Just as the last two thirds of humanity are preparing to transition into cyberspace, the NSA’s actions have revealed it to be far more of a Wild West than any government feels comfortable admitting. The rule of law breaks down really fast when there’s no clear monopoly on the legitimate use of violence. There are few acts as violent as stealing everybody’s secrets. Almost two hundred countries are screaming for legitimacy, but the one that stayed the most silent – except when berating, say, Iran, for not respecting “Internet freedom” – was the one whose legitimacy had already been eradicated by their violations of the values upon which their country was founded.
Passing over Eisenhower may have been the death-knell for American democracy, but it’s exposure may sound the beginning of a new era of human rights. Those coming online for the first time a few years or decades from now may be faced with a world altogether different from the one we now live in, perhaps partly in that they will have a choice between the monitored networks of Oceania or the liberal cryptarchies of Eurasia. The market will undoubtedly have its say in what happens after that.
For now though, there is a plan emerging. The hackers and the human rights activists, the net-freedom-blah people and the technophiles have been awakening from the post-Arab spring burnout and remembering the things that need to be done to prevent the next Mubarek. Better, simpler, more usable cryptography. Peer-to-peer, verifiable, anonymous monetary systems and democratic decision making systems. Secure communications and full transparency within governance.
During the transition to this new European future, a lot of data is going to have to be stored – refugee data seeking asylum from the terrors of the Anglo-American surveillance state.

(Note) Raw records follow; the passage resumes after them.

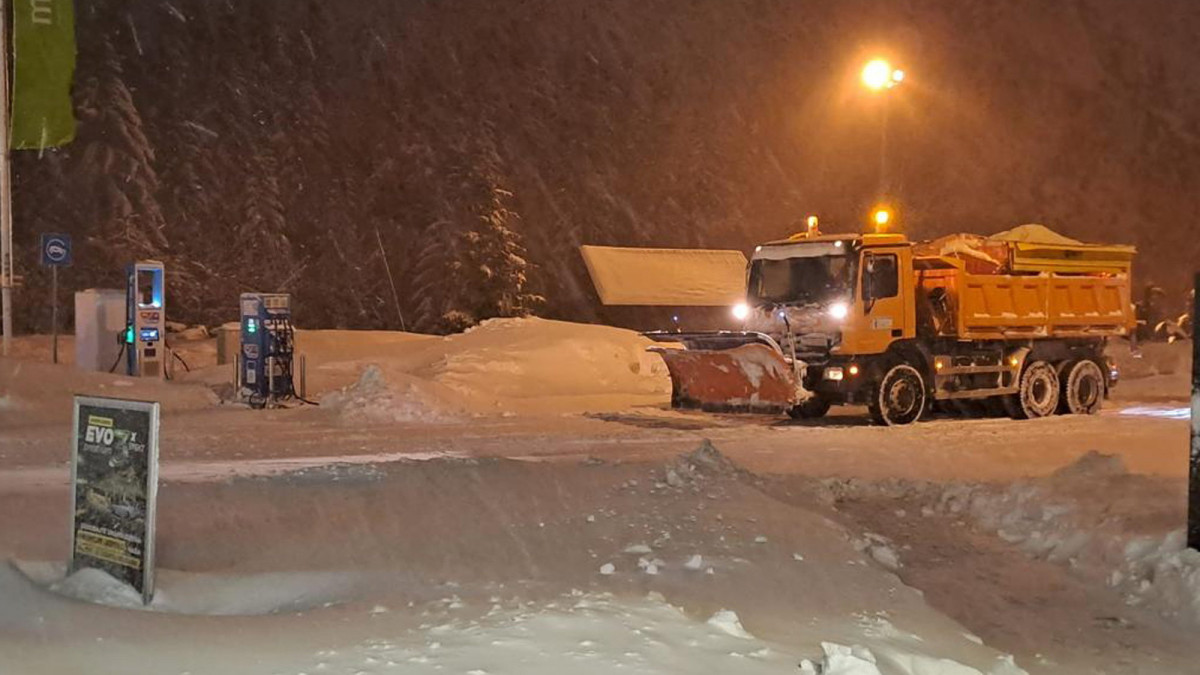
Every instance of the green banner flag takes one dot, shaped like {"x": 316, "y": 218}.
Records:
{"x": 43, "y": 64}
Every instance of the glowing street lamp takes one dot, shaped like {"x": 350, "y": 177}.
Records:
{"x": 882, "y": 216}
{"x": 879, "y": 75}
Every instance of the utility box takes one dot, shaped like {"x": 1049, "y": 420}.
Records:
{"x": 100, "y": 326}
{"x": 228, "y": 341}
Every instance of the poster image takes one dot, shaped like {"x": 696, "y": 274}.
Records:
{"x": 114, "y": 487}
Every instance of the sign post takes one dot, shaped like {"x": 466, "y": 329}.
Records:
{"x": 1194, "y": 466}
{"x": 55, "y": 254}
{"x": 114, "y": 488}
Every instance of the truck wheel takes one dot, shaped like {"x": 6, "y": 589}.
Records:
{"x": 810, "y": 408}
{"x": 899, "y": 398}
{"x": 1083, "y": 392}
{"x": 1038, "y": 395}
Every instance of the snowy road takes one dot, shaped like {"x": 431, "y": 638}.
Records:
{"x": 214, "y": 446}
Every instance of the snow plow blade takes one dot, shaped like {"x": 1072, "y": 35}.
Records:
{"x": 737, "y": 372}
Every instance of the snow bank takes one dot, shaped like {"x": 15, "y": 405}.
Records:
{"x": 196, "y": 593}
{"x": 372, "y": 400}
{"x": 33, "y": 392}
{"x": 1072, "y": 518}
{"x": 509, "y": 365}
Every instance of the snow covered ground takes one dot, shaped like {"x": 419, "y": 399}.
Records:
{"x": 517, "y": 500}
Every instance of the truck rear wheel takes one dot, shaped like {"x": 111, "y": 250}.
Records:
{"x": 810, "y": 408}
{"x": 1038, "y": 395}
{"x": 899, "y": 398}
{"x": 1083, "y": 390}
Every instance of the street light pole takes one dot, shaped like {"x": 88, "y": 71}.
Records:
{"x": 6, "y": 261}
{"x": 883, "y": 149}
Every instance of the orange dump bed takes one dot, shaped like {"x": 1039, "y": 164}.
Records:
{"x": 953, "y": 303}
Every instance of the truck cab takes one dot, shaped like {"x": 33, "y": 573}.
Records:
{"x": 834, "y": 299}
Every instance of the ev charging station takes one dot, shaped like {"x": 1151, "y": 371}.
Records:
{"x": 267, "y": 350}
{"x": 145, "y": 329}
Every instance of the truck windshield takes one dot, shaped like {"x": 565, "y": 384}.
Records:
{"x": 802, "y": 281}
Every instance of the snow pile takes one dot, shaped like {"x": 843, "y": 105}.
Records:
{"x": 198, "y": 593}
{"x": 697, "y": 466}
{"x": 857, "y": 659}
{"x": 372, "y": 400}
{"x": 537, "y": 364}
{"x": 99, "y": 586}
{"x": 1072, "y": 518}
{"x": 33, "y": 392}
{"x": 585, "y": 634}
{"x": 504, "y": 365}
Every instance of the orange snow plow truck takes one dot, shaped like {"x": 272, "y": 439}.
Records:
{"x": 1015, "y": 322}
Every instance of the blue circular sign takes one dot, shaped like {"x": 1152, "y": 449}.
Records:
{"x": 57, "y": 250}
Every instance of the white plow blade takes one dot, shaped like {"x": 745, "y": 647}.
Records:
{"x": 666, "y": 276}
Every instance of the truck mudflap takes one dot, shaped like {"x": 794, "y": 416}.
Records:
{"x": 751, "y": 376}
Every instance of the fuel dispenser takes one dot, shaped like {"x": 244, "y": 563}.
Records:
{"x": 145, "y": 332}
{"x": 267, "y": 348}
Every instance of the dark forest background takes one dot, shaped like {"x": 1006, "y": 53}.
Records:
{"x": 282, "y": 144}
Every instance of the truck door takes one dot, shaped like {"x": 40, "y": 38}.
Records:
{"x": 886, "y": 286}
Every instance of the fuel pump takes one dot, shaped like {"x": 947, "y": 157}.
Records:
{"x": 268, "y": 348}
{"x": 145, "y": 345}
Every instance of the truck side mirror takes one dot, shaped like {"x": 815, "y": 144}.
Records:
{"x": 881, "y": 278}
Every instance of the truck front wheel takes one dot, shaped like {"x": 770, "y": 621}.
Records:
{"x": 1038, "y": 395}
{"x": 899, "y": 398}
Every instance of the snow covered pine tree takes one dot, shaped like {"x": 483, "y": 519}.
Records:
{"x": 489, "y": 272}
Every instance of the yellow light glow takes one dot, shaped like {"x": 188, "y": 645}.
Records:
{"x": 877, "y": 73}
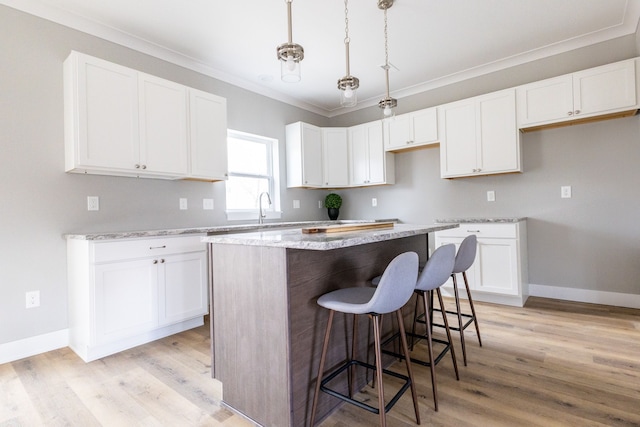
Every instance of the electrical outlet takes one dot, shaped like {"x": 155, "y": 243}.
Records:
{"x": 33, "y": 299}
{"x": 93, "y": 203}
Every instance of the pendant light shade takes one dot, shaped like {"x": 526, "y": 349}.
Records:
{"x": 348, "y": 84}
{"x": 387, "y": 104}
{"x": 290, "y": 54}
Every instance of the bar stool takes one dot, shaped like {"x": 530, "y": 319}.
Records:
{"x": 394, "y": 290}
{"x": 435, "y": 274}
{"x": 464, "y": 259}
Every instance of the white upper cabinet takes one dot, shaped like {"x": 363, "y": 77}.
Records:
{"x": 119, "y": 121}
{"x": 304, "y": 155}
{"x": 479, "y": 136}
{"x": 207, "y": 136}
{"x": 163, "y": 127}
{"x": 101, "y": 115}
{"x": 412, "y": 130}
{"x": 597, "y": 91}
{"x": 335, "y": 157}
{"x": 370, "y": 164}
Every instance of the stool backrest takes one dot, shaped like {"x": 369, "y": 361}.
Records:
{"x": 438, "y": 269}
{"x": 466, "y": 254}
{"x": 396, "y": 284}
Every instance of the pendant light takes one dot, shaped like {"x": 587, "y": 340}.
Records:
{"x": 387, "y": 104}
{"x": 290, "y": 55}
{"x": 348, "y": 84}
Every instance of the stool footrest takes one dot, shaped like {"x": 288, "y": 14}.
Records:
{"x": 375, "y": 410}
{"x": 453, "y": 328}
{"x": 418, "y": 361}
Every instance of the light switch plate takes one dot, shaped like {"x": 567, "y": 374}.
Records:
{"x": 93, "y": 203}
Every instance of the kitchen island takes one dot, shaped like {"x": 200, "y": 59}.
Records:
{"x": 266, "y": 328}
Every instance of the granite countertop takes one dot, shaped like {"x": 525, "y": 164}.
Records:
{"x": 210, "y": 230}
{"x": 479, "y": 220}
{"x": 296, "y": 239}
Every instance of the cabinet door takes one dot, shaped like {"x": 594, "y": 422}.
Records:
{"x": 335, "y": 157}
{"x": 207, "y": 136}
{"x": 546, "y": 100}
{"x": 182, "y": 284}
{"x": 605, "y": 88}
{"x": 101, "y": 117}
{"x": 398, "y": 131}
{"x": 497, "y": 266}
{"x": 358, "y": 155}
{"x": 458, "y": 155}
{"x": 499, "y": 138}
{"x": 163, "y": 126}
{"x": 125, "y": 299}
{"x": 376, "y": 153}
{"x": 424, "y": 126}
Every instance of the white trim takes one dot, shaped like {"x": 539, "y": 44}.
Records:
{"x": 585, "y": 295}
{"x": 31, "y": 346}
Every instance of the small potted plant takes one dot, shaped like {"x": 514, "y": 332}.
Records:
{"x": 333, "y": 202}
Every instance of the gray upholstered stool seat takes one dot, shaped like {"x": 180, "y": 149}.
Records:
{"x": 394, "y": 290}
{"x": 464, "y": 260}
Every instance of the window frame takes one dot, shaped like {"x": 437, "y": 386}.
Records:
{"x": 273, "y": 172}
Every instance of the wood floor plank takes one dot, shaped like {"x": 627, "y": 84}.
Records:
{"x": 551, "y": 363}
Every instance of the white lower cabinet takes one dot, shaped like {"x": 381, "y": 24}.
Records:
{"x": 499, "y": 272}
{"x": 123, "y": 293}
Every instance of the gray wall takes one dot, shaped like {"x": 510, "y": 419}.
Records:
{"x": 587, "y": 242}
{"x": 40, "y": 202}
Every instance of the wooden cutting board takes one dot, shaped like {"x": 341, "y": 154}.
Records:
{"x": 347, "y": 227}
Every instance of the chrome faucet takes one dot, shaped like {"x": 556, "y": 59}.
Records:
{"x": 262, "y": 214}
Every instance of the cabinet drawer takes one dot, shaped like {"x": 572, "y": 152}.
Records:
{"x": 502, "y": 230}
{"x": 114, "y": 250}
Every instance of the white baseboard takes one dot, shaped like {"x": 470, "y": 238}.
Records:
{"x": 585, "y": 295}
{"x": 31, "y": 346}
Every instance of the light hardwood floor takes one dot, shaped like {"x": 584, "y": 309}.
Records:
{"x": 551, "y": 363}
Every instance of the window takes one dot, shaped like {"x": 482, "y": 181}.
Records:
{"x": 253, "y": 169}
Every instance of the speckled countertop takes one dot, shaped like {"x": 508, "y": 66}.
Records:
{"x": 479, "y": 220}
{"x": 210, "y": 230}
{"x": 295, "y": 239}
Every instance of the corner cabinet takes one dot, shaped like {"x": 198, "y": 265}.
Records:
{"x": 412, "y": 130}
{"x": 479, "y": 136}
{"x": 122, "y": 122}
{"x": 370, "y": 163}
{"x": 499, "y": 273}
{"x": 598, "y": 91}
{"x": 123, "y": 293}
{"x": 304, "y": 155}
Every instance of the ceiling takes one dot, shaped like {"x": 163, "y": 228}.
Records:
{"x": 431, "y": 42}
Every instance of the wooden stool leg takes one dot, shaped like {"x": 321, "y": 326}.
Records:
{"x": 446, "y": 327}
{"x": 407, "y": 359}
{"x": 325, "y": 345}
{"x": 460, "y": 324}
{"x": 473, "y": 310}
{"x": 432, "y": 362}
{"x": 378, "y": 350}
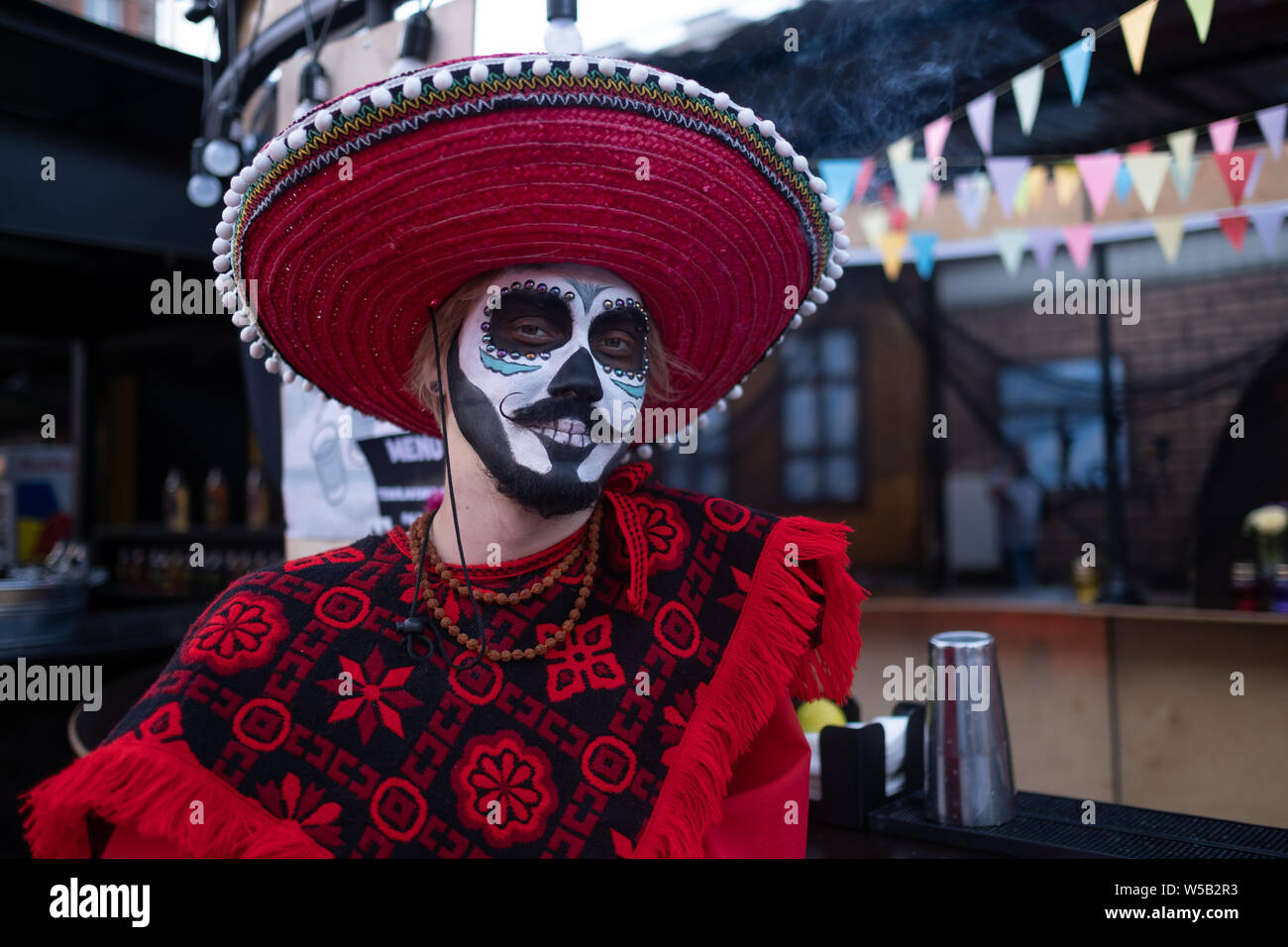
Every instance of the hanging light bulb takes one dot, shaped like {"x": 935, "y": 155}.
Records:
{"x": 562, "y": 34}
{"x": 417, "y": 38}
{"x": 220, "y": 157}
{"x": 314, "y": 88}
{"x": 204, "y": 188}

While the governments of Sweden and the UK may be somewhat too eager to share the data flowing through their resident data centers with their American pals, there are a few countries, notably Iceland, who are willing to provide a strong legal environment, cheap renewable energy, and good connectivity to the rest of the world. Data centers are not the future, but they are the present, and for now there’s an amazing business opportunity out there for countries who are willing to stand up and defend data sovereignty, the notion that individuals have the right to privacy and control over the data they generate.
To those who wish to practice data sovereignty before it becomes cool, I’d say: Come to Iceland. Bring data.